For an gathering our data this project focuses on multiple sections of the survey which contain the TRUE or FALSE answers to experienced violent situations. The largest section “TVIV” is composed by 122,646 objects with 35 indicators each. The objects are the answers or what we call “rows” of data and the 35 indicators are questions to violent situations or “columns”.
As mentioned before, the indicator is a boolean variable that, based on an ENDIREH key dictionary, it will indicate if the answer to that question elevates the experienced violence metric of the person answering the survey.
INEGI has provided ENDIREH results on multiple type files such as CSV, DTA, DBF, SAV, RData. All of them that can be downloaded from their webpage INEGI. For this project the Rstat data type was downloaded to collect the information.
INEGI also provides a manual to understand and manipulate the data set.
As mentioned before, the dataset is composed by 28 tables with all the information retrieved by the survey. All the information is presented by the acts of violence experienced in the school, work, community and family settings. Tables are labeled with a combination of letters related to the title of the section for example “Tabla de la información de la vivienda (TVIV)” which translates to “Housing information table” and contains the residence characteristics, the number of persons living on it and the number of people sharing the costs of space.
As seen on the past image the tables contain different type of data values, for example string such as “Aguascalientes” to identify the state of origin of the women, and integers that will act as labels for the multiple question answers to specific questions.
[Entity relation model, author: INEGI]
Twitter Data
For the implementation of this project 2 APIs were used to collect data from twitter, one through python using the Tweepy API which is an open-source Python package that gives access to the Twitter API and the second one through R using the Rtweet API An implementation of calls designed to collect and organize Twitter data via Twitter’s REST API.

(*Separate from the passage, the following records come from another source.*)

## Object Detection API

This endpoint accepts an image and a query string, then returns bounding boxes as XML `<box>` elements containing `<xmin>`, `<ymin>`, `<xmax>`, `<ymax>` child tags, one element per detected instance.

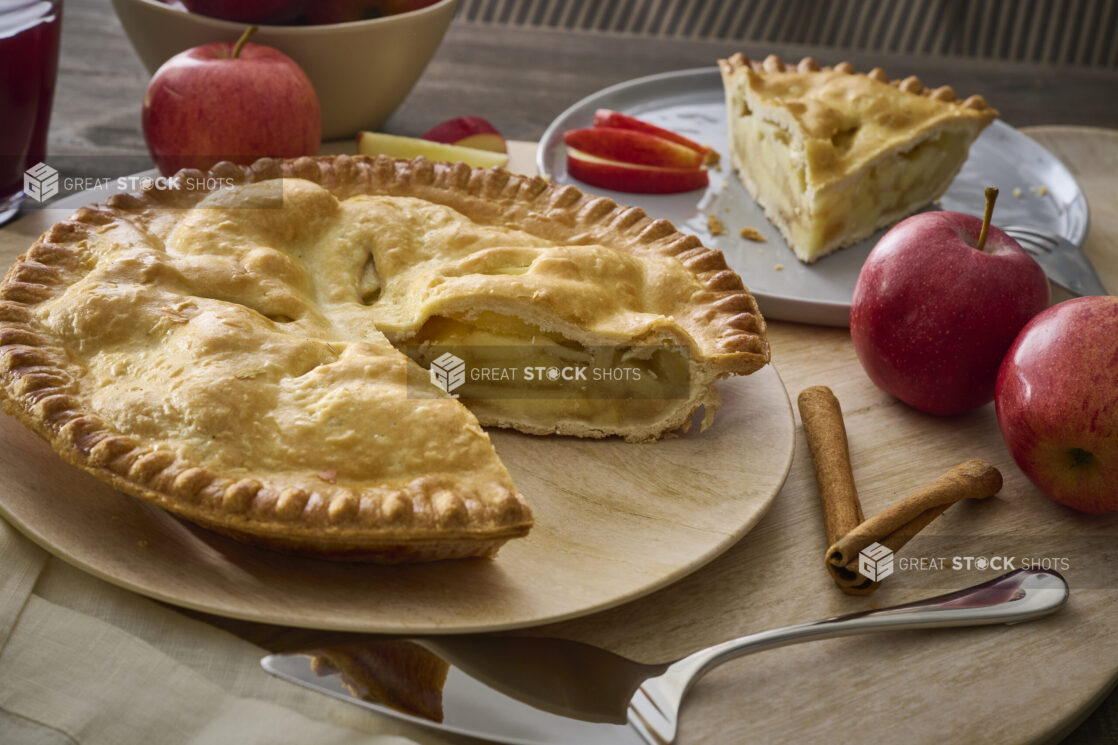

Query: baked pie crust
<box><xmin>719</xmin><ymin>54</ymin><xmax>997</xmax><ymax>263</ymax></box>
<box><xmin>0</xmin><ymin>157</ymin><xmax>768</xmax><ymax>563</ymax></box>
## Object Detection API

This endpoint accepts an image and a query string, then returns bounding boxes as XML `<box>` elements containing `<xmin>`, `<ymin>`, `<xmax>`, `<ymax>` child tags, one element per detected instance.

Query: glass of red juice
<box><xmin>0</xmin><ymin>0</ymin><xmax>63</xmax><ymax>224</ymax></box>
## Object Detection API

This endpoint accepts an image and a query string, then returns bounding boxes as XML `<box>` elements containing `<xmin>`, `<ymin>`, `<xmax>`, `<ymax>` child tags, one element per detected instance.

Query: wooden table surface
<box><xmin>6</xmin><ymin>0</ymin><xmax>1118</xmax><ymax>745</ymax></box>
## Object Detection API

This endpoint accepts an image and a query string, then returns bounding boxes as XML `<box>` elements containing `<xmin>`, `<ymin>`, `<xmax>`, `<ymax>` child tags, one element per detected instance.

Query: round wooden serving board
<box><xmin>0</xmin><ymin>182</ymin><xmax>795</xmax><ymax>633</ymax></box>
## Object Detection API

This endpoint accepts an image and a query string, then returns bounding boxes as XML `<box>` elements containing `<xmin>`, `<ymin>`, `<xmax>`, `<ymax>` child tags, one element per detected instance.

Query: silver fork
<box><xmin>1002</xmin><ymin>225</ymin><xmax>1110</xmax><ymax>295</ymax></box>
<box><xmin>628</xmin><ymin>569</ymin><xmax>1068</xmax><ymax>745</ymax></box>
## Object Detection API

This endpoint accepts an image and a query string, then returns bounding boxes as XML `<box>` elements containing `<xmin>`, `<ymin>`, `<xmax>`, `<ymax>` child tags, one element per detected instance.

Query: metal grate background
<box><xmin>458</xmin><ymin>0</ymin><xmax>1118</xmax><ymax>68</ymax></box>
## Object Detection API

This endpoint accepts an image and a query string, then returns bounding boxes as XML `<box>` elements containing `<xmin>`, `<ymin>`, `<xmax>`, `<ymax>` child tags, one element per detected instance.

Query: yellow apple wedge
<box><xmin>357</xmin><ymin>132</ymin><xmax>509</xmax><ymax>168</ymax></box>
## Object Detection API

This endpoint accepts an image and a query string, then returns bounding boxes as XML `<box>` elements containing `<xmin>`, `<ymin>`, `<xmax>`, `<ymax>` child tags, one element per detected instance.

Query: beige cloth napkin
<box><xmin>0</xmin><ymin>520</ymin><xmax>473</xmax><ymax>745</ymax></box>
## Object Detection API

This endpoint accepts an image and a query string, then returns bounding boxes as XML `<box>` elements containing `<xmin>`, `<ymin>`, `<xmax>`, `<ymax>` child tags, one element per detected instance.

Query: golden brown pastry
<box><xmin>719</xmin><ymin>54</ymin><xmax>997</xmax><ymax>263</ymax></box>
<box><xmin>0</xmin><ymin>157</ymin><xmax>768</xmax><ymax>562</ymax></box>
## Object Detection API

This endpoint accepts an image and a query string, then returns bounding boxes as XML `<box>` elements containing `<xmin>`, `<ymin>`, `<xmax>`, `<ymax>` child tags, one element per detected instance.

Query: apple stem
<box><xmin>975</xmin><ymin>187</ymin><xmax>997</xmax><ymax>251</ymax></box>
<box><xmin>229</xmin><ymin>26</ymin><xmax>257</xmax><ymax>59</ymax></box>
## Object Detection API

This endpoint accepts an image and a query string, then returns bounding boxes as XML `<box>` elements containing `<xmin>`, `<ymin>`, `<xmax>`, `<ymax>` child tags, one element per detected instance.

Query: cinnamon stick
<box><xmin>826</xmin><ymin>458</ymin><xmax>1002</xmax><ymax>570</ymax></box>
<box><xmin>796</xmin><ymin>386</ymin><xmax>872</xmax><ymax>592</ymax></box>
<box><xmin>797</xmin><ymin>386</ymin><xmax>1002</xmax><ymax>595</ymax></box>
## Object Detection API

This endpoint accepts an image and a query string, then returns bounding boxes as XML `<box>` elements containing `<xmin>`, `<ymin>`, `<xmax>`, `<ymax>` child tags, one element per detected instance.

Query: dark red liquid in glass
<box><xmin>0</xmin><ymin>0</ymin><xmax>61</xmax><ymax>208</ymax></box>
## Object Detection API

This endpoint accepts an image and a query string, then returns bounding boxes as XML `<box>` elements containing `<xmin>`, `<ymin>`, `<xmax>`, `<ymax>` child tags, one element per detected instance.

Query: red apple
<box><xmin>594</xmin><ymin>109</ymin><xmax>711</xmax><ymax>154</ymax></box>
<box><xmin>850</xmin><ymin>190</ymin><xmax>1049</xmax><ymax>415</ymax></box>
<box><xmin>182</xmin><ymin>0</ymin><xmax>309</xmax><ymax>23</ymax></box>
<box><xmin>143</xmin><ymin>27</ymin><xmax>322</xmax><ymax>176</ymax></box>
<box><xmin>423</xmin><ymin>116</ymin><xmax>509</xmax><ymax>152</ymax></box>
<box><xmin>567</xmin><ymin>148</ymin><xmax>709</xmax><ymax>194</ymax></box>
<box><xmin>562</xmin><ymin>126</ymin><xmax>703</xmax><ymax>169</ymax></box>
<box><xmin>994</xmin><ymin>295</ymin><xmax>1118</xmax><ymax>515</ymax></box>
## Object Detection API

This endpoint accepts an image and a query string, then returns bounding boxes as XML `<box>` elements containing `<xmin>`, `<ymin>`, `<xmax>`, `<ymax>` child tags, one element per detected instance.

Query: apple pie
<box><xmin>0</xmin><ymin>157</ymin><xmax>768</xmax><ymax>563</ymax></box>
<box><xmin>719</xmin><ymin>54</ymin><xmax>997</xmax><ymax>263</ymax></box>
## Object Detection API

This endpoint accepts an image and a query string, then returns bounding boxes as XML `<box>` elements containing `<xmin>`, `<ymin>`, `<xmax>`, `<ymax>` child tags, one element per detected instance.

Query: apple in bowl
<box><xmin>850</xmin><ymin>189</ymin><xmax>1050</xmax><ymax>416</ymax></box>
<box><xmin>142</xmin><ymin>26</ymin><xmax>322</xmax><ymax>176</ymax></box>
<box><xmin>994</xmin><ymin>295</ymin><xmax>1118</xmax><ymax>515</ymax></box>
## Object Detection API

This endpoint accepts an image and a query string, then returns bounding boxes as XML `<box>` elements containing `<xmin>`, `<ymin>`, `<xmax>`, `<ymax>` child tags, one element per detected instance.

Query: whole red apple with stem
<box><xmin>850</xmin><ymin>189</ymin><xmax>1050</xmax><ymax>415</ymax></box>
<box><xmin>994</xmin><ymin>295</ymin><xmax>1118</xmax><ymax>515</ymax></box>
<box><xmin>143</xmin><ymin>26</ymin><xmax>322</xmax><ymax>176</ymax></box>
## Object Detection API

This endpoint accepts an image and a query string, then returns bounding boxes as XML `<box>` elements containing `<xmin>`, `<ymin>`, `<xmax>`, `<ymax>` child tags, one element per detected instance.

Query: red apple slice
<box><xmin>567</xmin><ymin>148</ymin><xmax>710</xmax><ymax>194</ymax></box>
<box><xmin>423</xmin><ymin>116</ymin><xmax>509</xmax><ymax>152</ymax></box>
<box><xmin>563</xmin><ymin>126</ymin><xmax>702</xmax><ymax>169</ymax></box>
<box><xmin>594</xmin><ymin>109</ymin><xmax>712</xmax><ymax>155</ymax></box>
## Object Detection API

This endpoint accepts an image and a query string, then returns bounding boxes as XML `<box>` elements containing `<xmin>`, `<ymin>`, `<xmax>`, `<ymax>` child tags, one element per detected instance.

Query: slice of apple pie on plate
<box><xmin>719</xmin><ymin>54</ymin><xmax>997</xmax><ymax>263</ymax></box>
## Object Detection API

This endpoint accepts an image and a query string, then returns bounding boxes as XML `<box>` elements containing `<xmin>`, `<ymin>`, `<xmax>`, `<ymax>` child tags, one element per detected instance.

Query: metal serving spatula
<box><xmin>260</xmin><ymin>569</ymin><xmax>1068</xmax><ymax>745</ymax></box>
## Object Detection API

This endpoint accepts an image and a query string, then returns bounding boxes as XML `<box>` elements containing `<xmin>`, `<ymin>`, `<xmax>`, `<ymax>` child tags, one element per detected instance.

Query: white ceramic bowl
<box><xmin>112</xmin><ymin>0</ymin><xmax>457</xmax><ymax>140</ymax></box>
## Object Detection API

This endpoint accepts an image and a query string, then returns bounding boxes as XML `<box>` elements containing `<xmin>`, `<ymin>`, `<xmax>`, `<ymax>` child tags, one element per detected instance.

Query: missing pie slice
<box><xmin>0</xmin><ymin>157</ymin><xmax>768</xmax><ymax>562</ymax></box>
<box><xmin>719</xmin><ymin>54</ymin><xmax>997</xmax><ymax>263</ymax></box>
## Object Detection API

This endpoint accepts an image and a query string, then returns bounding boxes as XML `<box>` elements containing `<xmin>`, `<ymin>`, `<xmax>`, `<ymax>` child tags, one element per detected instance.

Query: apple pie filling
<box><xmin>401</xmin><ymin>311</ymin><xmax>691</xmax><ymax>434</ymax></box>
<box><xmin>733</xmin><ymin>109</ymin><xmax>969</xmax><ymax>262</ymax></box>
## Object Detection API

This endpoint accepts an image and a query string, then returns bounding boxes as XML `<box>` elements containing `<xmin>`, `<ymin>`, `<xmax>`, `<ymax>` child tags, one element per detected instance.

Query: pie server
<box><xmin>260</xmin><ymin>569</ymin><xmax>1069</xmax><ymax>745</ymax></box>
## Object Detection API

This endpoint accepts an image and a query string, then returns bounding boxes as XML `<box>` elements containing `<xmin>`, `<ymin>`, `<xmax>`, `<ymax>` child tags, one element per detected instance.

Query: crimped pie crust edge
<box><xmin>0</xmin><ymin>155</ymin><xmax>768</xmax><ymax>562</ymax></box>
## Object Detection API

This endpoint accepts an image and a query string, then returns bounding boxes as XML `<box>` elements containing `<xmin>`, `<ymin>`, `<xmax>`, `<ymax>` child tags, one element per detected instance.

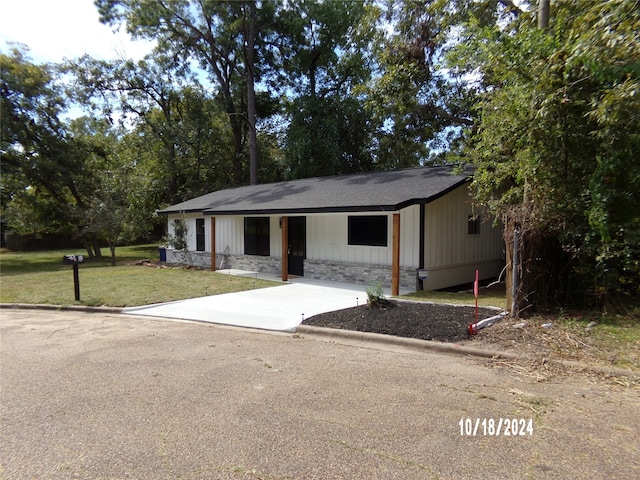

For the first stage of this project 10000 tweets were collected through Tweepy and 1000 through Rtweet both searches were querying tweets with the word “Feminista” (feminist). For this stage the R script outputs a txt file and generates a worldcloud to do a simple analysis of the words within the collected set and the Python script collects metadata from the tweet such as “id” and “creation_date”, the information is stored on a csv file.